The Day of Reckoning

So tommorrow we go to the polls to elect the government of the UK.

To talk to most people, you'd think the election was an annoying TV reality show that they've all seen before. No one is taking any notice, elections are so last year.

No one wants to engage in any serious debate of the real issues, preferring a weak kneed desire to 'protest' at something or other that they usually haven't really thought through at all. Usually it's the 'war', and whether it was 'legal'. Sometimes it's the mess in the health system, or the convenient political hobby horse of education. But no one THINKS THINGS THROUGH. We can't be bothered.
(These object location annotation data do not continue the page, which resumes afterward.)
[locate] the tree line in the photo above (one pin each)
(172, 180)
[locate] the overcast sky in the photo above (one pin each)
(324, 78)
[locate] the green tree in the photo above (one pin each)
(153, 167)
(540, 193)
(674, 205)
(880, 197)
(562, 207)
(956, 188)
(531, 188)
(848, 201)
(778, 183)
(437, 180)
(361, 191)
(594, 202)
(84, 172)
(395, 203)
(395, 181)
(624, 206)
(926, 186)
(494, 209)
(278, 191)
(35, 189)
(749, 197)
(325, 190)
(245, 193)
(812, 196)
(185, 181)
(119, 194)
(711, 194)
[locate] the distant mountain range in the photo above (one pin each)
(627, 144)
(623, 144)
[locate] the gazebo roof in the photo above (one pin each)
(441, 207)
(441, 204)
In reality of course, things are always much more complicated. But we all want to leave someone else to think about such dull details, we're too busy with our important lives to get involved. Essentially I'm the same, I think everyone in 'Old Europe' is the same - we take our democracy completely for granted.
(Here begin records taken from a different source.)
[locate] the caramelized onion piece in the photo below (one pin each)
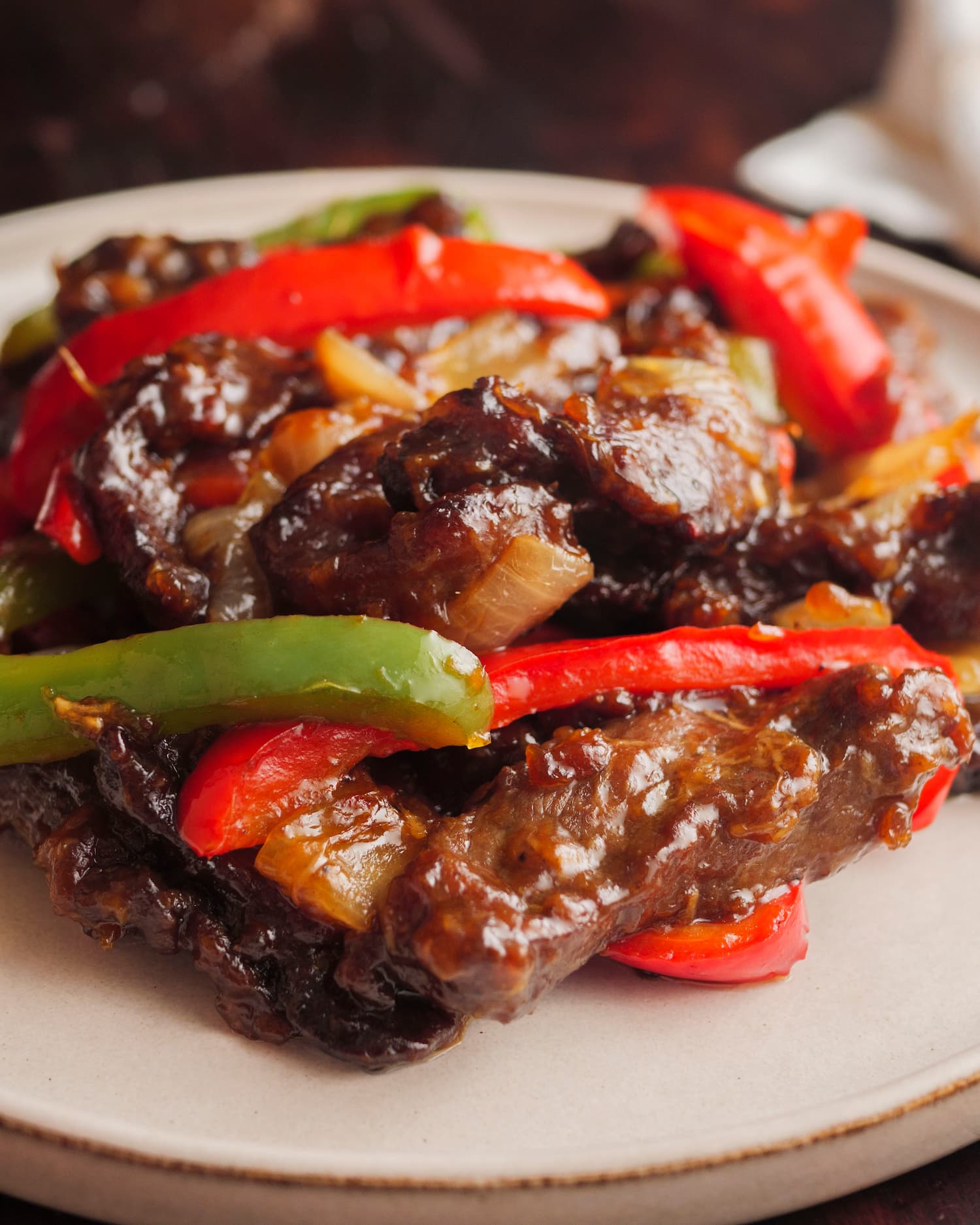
(350, 370)
(966, 659)
(302, 440)
(886, 468)
(519, 351)
(336, 864)
(529, 582)
(828, 607)
(217, 542)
The signs are there, clear to see: falling voting figures, lazy methods of registration, slack delivery of polling cards, total lack of visible signs of candidates in the streets, low level of leaflet posting, hardly any handbills in people's windows, I could go on.

I live in a marginal seat, so I was bracing myself for all sorts of doorstepping and leaflet bombardment, but I got hardly any at all. I only saw one lot of politico's in the street [Tories], and a brief sighting of Ken Livingstone [London Mayor, Labour], whom I stood next to while I got some cash out of the auto-teller. No one spoke to me, even though I consider myself very approachable. No one wanted to speak to me, or anyone else for that matter. They [the politico's] were all sealed off from reality, in their own little bubble, a private club that we weren't part of.
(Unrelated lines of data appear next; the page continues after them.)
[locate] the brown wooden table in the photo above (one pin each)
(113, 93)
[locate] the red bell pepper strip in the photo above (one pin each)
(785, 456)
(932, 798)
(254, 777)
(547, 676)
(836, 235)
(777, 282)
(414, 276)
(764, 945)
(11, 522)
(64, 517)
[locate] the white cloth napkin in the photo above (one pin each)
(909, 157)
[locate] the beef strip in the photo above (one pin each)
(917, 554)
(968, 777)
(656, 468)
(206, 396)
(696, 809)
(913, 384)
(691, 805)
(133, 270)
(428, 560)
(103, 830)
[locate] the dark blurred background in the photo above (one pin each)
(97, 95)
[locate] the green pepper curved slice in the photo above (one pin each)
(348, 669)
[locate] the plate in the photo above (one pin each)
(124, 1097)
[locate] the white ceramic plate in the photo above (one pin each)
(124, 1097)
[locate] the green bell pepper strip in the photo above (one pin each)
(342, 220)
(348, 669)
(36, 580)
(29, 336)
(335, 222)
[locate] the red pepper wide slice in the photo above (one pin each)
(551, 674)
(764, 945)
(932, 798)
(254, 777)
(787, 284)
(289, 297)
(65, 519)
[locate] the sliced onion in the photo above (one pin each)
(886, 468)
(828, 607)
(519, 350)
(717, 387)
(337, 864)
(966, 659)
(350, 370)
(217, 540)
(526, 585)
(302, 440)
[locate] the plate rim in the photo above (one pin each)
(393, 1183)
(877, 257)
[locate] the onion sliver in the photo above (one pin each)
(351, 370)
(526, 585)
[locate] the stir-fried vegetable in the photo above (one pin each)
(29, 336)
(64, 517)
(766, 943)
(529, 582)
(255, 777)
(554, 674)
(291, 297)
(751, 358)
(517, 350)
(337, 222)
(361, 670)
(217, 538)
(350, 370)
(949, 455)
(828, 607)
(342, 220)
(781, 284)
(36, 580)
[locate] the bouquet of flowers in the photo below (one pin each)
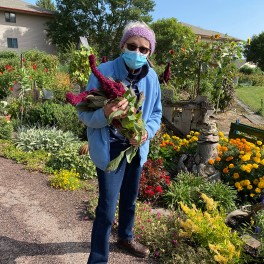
(131, 126)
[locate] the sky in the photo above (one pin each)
(237, 18)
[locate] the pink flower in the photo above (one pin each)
(159, 189)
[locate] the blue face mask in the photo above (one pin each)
(133, 59)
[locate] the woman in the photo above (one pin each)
(106, 143)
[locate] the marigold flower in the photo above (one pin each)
(236, 175)
(225, 170)
(231, 166)
(211, 161)
(217, 158)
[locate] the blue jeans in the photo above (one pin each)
(124, 181)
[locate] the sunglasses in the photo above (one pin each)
(133, 47)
I have a very bad feeling about the future. Politicians by nature are anal dull types most suited to civil service employment and lots of rules. We all know that, and I think that's part of the problem. Great intellects in politics are unusual to say the least, and with so little charisma or idealism on offer, wow, you'd almost think you were watching a pop chart show. Lifeless turgid predictability.

We need some new leaders. And if the vacuum that exists isn't filled with real brilliance, it will be filled by fanaticism and religion - it's already happening in the States, Holland, Denmark, Germany, France and elsewhere.

Of course British cynicism acts as a protector in a way, though God help us if apathy let's in the Tories, then we'll remember the good old days of Labour Government.

Labour ain't perfect, but they're the best we got buddy.